The purpose of such product standards would be to reduce the use of tobacco products that cause death and disease by making them less attractive to consumers. Illicit markets could limit the effectiveness of such public health measures if they provide consumers with access to prohibited products that cause death and disease but which some consumers might nevertheless continue to
use if they continued to be marketed.
These comments will first describe existing illicit markets in the United States and then discuss illicit markets that might arise from efforts by tobacco product sellers to circumvent the
product standards. It will discuss the ways in which product standards might influence consumer behavior (“demand effects”) and ways in which they might influence supply (“supply effects”)
and discuss how these demand and supply effects differ from or resemble those that have given rise to existing illicit markets in the United States. Finally, it will discuss ways in which FDA
and other government agencies can and should develop and strengthen enforcement efforts to minimize the effects of illicit markets.

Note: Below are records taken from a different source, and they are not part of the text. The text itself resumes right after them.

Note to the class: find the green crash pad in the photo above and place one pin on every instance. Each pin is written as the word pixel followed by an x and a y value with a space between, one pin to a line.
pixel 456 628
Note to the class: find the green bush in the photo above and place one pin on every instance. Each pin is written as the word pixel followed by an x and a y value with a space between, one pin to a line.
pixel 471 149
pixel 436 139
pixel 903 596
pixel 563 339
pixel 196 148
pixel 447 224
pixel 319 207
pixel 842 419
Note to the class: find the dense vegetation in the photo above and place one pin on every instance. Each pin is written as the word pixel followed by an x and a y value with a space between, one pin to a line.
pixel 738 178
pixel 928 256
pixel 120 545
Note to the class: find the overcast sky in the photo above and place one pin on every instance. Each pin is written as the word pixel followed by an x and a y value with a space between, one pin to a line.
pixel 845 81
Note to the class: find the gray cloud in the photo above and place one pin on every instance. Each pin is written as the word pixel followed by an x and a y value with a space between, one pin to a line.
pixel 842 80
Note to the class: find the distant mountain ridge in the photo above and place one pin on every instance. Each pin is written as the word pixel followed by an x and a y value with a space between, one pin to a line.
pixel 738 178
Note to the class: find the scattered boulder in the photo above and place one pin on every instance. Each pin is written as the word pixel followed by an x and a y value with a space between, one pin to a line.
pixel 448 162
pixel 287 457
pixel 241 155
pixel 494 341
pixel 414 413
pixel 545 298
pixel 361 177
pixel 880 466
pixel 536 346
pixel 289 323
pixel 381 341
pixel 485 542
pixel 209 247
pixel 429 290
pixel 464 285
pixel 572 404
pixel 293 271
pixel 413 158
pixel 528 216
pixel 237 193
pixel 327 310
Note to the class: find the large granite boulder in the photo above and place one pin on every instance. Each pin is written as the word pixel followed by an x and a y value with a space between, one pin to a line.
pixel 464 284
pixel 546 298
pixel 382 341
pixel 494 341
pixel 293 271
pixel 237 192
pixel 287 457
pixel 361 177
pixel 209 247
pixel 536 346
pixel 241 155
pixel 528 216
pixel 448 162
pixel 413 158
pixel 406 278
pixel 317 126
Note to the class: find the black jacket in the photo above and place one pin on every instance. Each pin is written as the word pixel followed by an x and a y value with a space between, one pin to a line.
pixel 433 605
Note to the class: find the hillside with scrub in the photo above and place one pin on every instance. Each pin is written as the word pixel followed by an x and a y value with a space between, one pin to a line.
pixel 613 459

The undersigned organizations agree with the conclusion reached by the National Research Council and the Institute of Medicine in their 2015 report that “the limited evidence now available suggests that if conventional cigarettes are modified by regulations, the demand for illicit versions of them is likely to be modest.”
Moreover, as the NRC-IOM report found, “a market in banned product would necessarily involve large-scale smuggling from outside the country or illegal domestic manufacturing.”
Neither condition has prevailed in the United States and neither is likely to occur as a consequence of the promulgation and enforcement of product standards. Rather, the most significant consequence of the product standards currently under consideration by FDA is likely to be to a substantial reduction in the most important illicit market in the United States: the illicit sale of combusted tobacco products to customers too young to buy them legally.